Eenmaal alleen maakte De Vichiers met bevende handen de tas open en haalde hij het kistje met de mandylion eruit. Zijn emoties overweldigden hem: hij zou voor het eerst het gezicht van Christus Onze Heer gaan zien. Hij vouwde de linnen doek uit, knielde, bad en zei de Heer dank dat hij Zijn gelaat mocht zien.
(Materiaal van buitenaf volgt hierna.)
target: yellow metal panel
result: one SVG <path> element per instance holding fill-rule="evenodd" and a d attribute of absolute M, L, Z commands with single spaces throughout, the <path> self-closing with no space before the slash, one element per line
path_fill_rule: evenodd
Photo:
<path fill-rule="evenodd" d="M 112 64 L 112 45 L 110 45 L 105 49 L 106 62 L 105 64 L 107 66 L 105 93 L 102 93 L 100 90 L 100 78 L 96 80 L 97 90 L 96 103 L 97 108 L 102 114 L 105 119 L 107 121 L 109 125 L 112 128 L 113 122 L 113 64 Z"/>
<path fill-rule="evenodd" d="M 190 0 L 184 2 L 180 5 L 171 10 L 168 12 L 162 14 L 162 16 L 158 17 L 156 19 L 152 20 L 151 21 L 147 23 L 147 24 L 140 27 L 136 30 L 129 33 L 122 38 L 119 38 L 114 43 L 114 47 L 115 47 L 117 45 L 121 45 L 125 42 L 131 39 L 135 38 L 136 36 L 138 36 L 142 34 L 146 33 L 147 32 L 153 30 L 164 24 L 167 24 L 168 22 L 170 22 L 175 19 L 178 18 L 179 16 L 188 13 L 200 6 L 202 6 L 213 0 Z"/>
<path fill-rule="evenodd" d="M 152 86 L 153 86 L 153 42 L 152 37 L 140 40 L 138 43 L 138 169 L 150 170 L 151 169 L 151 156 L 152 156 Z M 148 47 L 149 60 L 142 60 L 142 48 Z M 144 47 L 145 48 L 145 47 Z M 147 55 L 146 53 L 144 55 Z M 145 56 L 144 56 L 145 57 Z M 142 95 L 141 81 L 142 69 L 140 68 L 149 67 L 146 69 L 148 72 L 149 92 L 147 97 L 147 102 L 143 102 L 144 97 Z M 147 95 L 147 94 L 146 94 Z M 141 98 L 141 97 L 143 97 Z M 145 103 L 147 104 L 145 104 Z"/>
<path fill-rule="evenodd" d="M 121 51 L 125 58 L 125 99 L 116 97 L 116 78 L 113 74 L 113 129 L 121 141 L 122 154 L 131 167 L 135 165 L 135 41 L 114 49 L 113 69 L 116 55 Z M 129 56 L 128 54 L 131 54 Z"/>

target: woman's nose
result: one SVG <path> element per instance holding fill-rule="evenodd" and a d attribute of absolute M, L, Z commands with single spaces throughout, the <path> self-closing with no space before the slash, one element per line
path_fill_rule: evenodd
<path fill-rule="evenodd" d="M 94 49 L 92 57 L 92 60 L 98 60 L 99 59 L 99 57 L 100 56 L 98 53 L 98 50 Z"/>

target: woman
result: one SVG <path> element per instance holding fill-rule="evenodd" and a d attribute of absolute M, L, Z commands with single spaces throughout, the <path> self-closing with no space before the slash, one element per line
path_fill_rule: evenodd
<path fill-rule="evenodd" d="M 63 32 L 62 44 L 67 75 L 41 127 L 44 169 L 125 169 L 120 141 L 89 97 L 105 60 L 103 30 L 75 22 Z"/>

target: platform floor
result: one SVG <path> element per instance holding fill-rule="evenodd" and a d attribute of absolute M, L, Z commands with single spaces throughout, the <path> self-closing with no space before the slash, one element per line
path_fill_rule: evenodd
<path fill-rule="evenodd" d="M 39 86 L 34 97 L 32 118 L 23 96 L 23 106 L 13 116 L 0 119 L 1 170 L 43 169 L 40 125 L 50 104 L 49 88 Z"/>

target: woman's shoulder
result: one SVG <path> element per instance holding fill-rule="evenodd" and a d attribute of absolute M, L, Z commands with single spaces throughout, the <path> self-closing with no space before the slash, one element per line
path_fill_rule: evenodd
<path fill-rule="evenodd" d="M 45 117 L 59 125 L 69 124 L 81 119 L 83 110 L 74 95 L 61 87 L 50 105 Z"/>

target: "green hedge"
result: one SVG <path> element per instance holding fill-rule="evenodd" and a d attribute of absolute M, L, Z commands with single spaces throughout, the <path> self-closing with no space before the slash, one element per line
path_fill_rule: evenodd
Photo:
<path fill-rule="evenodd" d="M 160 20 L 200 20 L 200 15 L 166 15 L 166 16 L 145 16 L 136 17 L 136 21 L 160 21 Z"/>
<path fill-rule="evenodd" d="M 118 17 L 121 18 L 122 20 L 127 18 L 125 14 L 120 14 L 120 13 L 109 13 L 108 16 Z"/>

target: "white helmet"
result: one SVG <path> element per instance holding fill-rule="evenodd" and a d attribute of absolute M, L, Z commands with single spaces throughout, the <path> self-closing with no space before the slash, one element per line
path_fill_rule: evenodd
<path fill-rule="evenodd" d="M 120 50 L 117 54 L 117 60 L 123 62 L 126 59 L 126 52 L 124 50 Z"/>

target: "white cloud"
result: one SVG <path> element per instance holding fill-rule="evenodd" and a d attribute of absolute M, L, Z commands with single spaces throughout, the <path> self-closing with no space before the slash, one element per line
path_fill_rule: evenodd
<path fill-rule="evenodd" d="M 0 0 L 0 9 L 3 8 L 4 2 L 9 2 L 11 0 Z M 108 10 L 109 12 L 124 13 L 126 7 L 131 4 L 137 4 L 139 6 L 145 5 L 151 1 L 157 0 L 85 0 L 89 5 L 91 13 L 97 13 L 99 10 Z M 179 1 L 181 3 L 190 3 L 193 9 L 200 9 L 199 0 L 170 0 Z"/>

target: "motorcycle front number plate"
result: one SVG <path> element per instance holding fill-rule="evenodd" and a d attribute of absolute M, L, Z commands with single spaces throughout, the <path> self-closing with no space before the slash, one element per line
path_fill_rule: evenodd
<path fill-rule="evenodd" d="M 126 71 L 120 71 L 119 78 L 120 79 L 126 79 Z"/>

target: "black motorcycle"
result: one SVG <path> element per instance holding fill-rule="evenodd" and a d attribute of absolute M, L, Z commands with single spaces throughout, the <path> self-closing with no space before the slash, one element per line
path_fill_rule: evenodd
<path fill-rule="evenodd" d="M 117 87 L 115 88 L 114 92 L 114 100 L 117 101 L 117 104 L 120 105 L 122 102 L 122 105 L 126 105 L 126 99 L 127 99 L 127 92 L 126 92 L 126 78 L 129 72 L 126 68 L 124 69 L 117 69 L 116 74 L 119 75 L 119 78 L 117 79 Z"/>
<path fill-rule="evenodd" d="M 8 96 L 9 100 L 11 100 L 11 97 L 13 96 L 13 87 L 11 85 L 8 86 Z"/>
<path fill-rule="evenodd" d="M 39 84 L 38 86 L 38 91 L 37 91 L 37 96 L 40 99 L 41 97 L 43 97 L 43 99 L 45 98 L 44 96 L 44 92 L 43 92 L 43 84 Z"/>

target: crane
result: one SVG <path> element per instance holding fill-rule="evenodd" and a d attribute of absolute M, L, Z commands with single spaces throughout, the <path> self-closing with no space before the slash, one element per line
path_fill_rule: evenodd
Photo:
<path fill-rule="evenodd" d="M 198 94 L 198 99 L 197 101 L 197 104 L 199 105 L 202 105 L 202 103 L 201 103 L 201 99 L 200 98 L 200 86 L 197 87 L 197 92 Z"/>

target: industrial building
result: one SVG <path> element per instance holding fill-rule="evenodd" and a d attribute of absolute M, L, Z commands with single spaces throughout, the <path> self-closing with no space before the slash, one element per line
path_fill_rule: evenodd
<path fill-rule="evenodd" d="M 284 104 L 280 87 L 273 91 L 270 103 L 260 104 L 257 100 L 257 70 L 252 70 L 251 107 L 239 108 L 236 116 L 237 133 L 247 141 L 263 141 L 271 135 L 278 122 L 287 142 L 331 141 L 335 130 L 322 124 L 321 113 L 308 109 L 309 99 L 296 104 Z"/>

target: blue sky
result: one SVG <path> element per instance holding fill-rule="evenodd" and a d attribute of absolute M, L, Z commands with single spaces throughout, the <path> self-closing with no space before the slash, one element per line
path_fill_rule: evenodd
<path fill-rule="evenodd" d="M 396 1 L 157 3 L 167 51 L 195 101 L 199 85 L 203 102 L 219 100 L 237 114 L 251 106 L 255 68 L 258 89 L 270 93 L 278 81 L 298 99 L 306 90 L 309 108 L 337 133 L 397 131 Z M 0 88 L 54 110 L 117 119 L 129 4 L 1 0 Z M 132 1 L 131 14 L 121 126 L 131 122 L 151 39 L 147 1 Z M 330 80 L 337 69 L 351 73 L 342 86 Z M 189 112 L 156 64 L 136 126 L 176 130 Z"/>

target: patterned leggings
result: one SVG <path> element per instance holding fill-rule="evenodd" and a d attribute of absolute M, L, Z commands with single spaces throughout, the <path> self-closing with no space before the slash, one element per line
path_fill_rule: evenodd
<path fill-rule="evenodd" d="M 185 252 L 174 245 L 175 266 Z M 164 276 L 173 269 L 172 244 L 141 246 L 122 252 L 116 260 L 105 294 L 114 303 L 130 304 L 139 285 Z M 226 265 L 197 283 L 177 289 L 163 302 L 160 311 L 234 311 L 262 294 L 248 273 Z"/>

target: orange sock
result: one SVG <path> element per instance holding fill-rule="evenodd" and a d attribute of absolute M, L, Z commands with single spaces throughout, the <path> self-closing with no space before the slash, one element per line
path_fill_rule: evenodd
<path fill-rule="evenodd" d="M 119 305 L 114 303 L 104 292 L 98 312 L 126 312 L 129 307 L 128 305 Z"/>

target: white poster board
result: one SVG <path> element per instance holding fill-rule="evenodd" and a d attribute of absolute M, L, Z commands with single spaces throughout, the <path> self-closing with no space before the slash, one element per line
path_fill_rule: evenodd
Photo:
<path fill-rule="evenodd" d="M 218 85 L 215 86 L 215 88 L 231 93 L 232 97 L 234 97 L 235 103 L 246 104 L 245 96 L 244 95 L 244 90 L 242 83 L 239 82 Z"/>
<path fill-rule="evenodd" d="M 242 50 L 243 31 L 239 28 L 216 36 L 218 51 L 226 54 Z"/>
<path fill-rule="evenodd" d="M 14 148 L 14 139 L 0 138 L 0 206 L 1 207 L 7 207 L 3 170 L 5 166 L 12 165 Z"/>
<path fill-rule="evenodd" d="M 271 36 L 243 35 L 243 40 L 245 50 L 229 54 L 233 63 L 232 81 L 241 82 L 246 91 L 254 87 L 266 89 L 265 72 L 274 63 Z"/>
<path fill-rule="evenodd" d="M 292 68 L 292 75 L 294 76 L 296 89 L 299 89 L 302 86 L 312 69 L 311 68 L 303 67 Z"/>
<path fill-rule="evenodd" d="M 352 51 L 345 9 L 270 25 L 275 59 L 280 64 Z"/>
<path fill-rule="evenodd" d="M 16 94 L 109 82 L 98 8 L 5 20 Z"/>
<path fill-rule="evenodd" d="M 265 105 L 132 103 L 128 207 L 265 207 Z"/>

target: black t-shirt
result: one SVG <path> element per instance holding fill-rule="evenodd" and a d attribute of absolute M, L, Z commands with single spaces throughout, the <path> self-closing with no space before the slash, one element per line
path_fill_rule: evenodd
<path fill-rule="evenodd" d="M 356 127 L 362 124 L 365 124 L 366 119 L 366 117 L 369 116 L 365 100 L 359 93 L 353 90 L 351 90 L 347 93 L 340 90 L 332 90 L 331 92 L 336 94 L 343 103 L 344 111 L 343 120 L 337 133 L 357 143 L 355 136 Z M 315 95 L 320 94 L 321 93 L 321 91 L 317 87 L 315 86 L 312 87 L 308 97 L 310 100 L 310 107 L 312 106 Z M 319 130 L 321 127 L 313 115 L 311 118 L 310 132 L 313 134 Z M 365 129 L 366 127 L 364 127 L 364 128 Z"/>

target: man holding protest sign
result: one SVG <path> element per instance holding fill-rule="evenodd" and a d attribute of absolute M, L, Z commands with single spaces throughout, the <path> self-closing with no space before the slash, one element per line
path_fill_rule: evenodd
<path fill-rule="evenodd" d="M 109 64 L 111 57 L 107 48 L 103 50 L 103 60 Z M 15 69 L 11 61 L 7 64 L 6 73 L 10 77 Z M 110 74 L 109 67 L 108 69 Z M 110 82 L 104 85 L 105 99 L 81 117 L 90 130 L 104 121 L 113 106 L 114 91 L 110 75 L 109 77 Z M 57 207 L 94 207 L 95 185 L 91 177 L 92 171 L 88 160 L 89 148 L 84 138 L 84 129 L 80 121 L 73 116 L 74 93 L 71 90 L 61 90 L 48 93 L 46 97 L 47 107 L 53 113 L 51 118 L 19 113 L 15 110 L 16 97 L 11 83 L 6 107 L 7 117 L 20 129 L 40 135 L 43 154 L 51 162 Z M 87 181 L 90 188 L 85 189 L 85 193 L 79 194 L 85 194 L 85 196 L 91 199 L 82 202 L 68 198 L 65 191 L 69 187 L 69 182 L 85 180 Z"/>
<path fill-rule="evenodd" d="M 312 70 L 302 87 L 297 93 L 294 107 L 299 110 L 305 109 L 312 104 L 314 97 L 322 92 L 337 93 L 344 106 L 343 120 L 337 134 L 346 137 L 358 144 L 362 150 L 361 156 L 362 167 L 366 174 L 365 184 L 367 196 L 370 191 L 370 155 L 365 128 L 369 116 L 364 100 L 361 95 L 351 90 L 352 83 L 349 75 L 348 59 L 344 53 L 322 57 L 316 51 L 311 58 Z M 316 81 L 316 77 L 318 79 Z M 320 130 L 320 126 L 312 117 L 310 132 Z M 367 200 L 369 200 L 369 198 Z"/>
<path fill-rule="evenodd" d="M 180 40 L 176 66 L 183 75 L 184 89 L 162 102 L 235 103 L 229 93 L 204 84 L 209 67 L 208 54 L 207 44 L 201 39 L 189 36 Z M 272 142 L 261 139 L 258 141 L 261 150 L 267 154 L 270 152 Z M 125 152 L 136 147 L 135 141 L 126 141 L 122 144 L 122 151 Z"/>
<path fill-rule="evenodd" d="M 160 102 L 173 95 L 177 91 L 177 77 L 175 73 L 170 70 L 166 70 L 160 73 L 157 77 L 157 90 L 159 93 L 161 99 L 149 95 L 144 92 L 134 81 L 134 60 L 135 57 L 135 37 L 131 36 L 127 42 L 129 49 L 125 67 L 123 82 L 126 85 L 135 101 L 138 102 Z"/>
Op de tweede avond na de komst van Robert de Saint-Remy en François de Charney riep de grootmeester de tempelridders bijeen in de kapittelzaal. Op een lange tafel lag de lijkwade uitgevouwen. Een voor een liepen ze erlangs en enkelen van die stoere mannen konden hun tranen niet inhouden. Na het gebed legde Renaud de Vichiers aan de ridders uit dat het heilige lijkkleed van Christus bewaard zou worden in een vitrine, verborgen voor nieuwsgierige ogen. Het was het kostbaarste voorwerp van de tempelorde en ze zouden het met hun leven verdedigen. Daarna moesten ze allemaal plechtig zweren dat ze nooit zouden verraden waar de mandylion zich bevond. Het bezit ervan was een van de grootste geheimen van de orde.